When you develop a Java program that accesses a database, you’re likely to need a JDBC driver. When that database is an Oracle product, you keep that O for OJDBC.

For years, I just used the version an architect had selected. Then, I became the architect and I had to understand which version to choose. It’s not that complicated, just not really well explained. Let me try to contribute…

A Quick Note on JDBC #

“JDBC” stands for “Java Database Connectivity.” This describes an API for the Java programming language and defines how a client may access a database.

I won’t get technical here. In most cases, you need to add a JDBC driver which matches the database you aim to connect to, and which may bring optimizations depending on the engine. The version of the driver often depends on the version of the database.

In case of Oracle JDBC (OJDBC), there’s often some confusion because there’s the version, and then, there’s also this number in the Jar’s name.

What OJDBC’s Versions Mean #

Explaining the Many Numbers Implied #

If you download your JDBC driver from Oracle’s website, once you solve the riddle of finding the page of interest, you first need to select the version of Oracle database. Once you get there, you have several options. For instance, for Oracle 19.3, you must choose from ojdbc10 and ojdbc8. But what are those?

Well, the number between ojdbc and .jar specifies which JDK version this driver was designed for. For instance, ojdbc8.jar was written for JDK 8. Of course, it will work with JDK 9, 10 and later—well, maybe it will stop working somewhere down the line, but I guess you’ll have updated your database by then.

Habits With Maven #

In almost all cases in my experience, we used Maven to build our projects. This means having an OJDBC artifact in our repository.

Every time, this Jar was uploaded to the third party repository, with the following characteristics:

some package name including oracle or ojdbc somewhere
the name of the Jar (e.g. ojdbc8)
the version of the database

What About Newer Databases With Older Programs? #

Wait, I said that for Oracle 19, only ojdbc8 and 10 were available. But you’re working on a ten-year-old corporate project that’s still in Java 6. All the company databases are being upgraded to 19, though. What will you do?

Theoretically, you should upgrade your Java version to be able to upgrade the driver. Oracle’s OJDBC FAQ is quite explicit on this topic:

What are the Oracle JDBC releases Vs JDK versions?

The Oracle JDBC driver is always compliant to the latest JDK version in each of the new releases. In some versions, JDBC drivers support multiple JDK versions. Use the table below to choose the correct JDBC driver based on your preferred JDK version.

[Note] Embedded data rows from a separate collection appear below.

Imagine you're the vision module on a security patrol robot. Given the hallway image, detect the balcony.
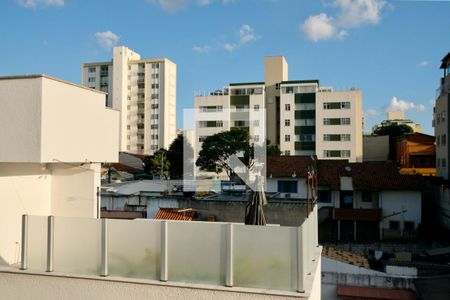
[21,208,321,297]
[332,208,383,221]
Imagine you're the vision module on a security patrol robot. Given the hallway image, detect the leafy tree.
[196,128,253,177]
[266,140,281,156]
[167,134,184,178]
[143,148,170,179]
[373,124,414,160]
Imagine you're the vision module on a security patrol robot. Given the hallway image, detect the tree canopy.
[143,148,170,178]
[196,128,253,176]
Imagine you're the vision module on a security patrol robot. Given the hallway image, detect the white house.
[0,75,119,264]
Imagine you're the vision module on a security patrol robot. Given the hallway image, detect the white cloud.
[333,0,387,28]
[419,60,428,67]
[300,0,389,42]
[300,13,347,42]
[223,24,261,52]
[151,0,235,13]
[17,0,64,8]
[95,30,120,50]
[386,97,425,112]
[364,108,380,119]
[192,45,211,54]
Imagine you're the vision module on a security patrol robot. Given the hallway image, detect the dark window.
[319,191,331,203]
[405,221,414,231]
[389,221,400,230]
[278,180,297,193]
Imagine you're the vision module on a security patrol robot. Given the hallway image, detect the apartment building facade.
[433,52,450,179]
[195,56,363,162]
[82,46,177,155]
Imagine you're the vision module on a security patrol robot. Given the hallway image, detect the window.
[278,180,297,193]
[404,221,414,231]
[361,191,379,203]
[389,221,400,230]
[323,118,350,125]
[318,191,331,203]
[198,121,223,128]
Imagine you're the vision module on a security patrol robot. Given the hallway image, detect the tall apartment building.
[195,56,363,162]
[82,46,177,155]
[433,52,450,179]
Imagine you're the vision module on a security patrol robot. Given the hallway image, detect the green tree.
[167,134,184,178]
[143,148,170,179]
[373,124,414,160]
[266,140,281,156]
[196,128,253,177]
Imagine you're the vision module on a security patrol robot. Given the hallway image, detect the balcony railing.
[332,208,383,221]
[21,208,320,292]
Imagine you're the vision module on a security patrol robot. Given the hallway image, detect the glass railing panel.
[168,222,226,285]
[108,220,161,280]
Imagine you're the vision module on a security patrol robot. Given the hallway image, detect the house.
[396,132,439,176]
[0,75,119,264]
[267,156,425,240]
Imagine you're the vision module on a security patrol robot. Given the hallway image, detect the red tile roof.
[267,156,425,191]
[155,208,197,221]
[100,210,144,220]
[337,285,417,300]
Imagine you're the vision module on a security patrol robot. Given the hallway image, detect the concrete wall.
[0,78,42,162]
[40,77,119,162]
[380,191,422,229]
[0,163,52,264]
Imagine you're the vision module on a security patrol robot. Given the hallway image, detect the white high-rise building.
[82,46,177,155]
[433,52,450,179]
[195,56,363,162]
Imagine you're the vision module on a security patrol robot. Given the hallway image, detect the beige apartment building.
[433,52,450,179]
[195,56,363,162]
[82,46,177,155]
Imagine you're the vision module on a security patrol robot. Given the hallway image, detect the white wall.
[41,78,119,162]
[51,164,100,218]
[380,191,422,229]
[0,78,42,162]
[0,163,52,264]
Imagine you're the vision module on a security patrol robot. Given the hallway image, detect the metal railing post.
[225,223,234,287]
[20,215,28,270]
[297,223,306,293]
[46,216,55,272]
[160,221,169,281]
[100,219,108,277]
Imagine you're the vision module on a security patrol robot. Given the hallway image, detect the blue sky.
[0,0,450,134]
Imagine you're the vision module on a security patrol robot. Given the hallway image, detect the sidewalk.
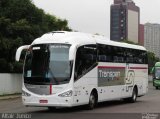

Oracle Database VersionJDBC Jar files specific to the release
19.3ojdbc10.jar with JDK10, JDK11
ojdbc8.jar with JDK8, JDK9, JDK11
18.3ojdbc8.jar with JDK8, JDK9, JDK10, JDK11
12.2 or 12cR2ojdbc8.jar with JDK 8
12.1 or 12cR1ojdbc7.jar with JDK 7 and JDK 8
ojdbc6.jar with JDK 6
11.2 or 11gR2ojdbc6.jar with JDK 6, JDK 7 and JDK 8
(Note: JDK7 and JDK8 are supported in and only)
ojdbc5.jar with JDK 5

Yet, there’s no need to panic. Basically, yes, upgrading is a best practice. From the same FAQ, we can quote the following:

The recommendation is that JDBC driver version should always be either same as or higher than the Oracle database version in order to leverage the latest capabilities of the driver.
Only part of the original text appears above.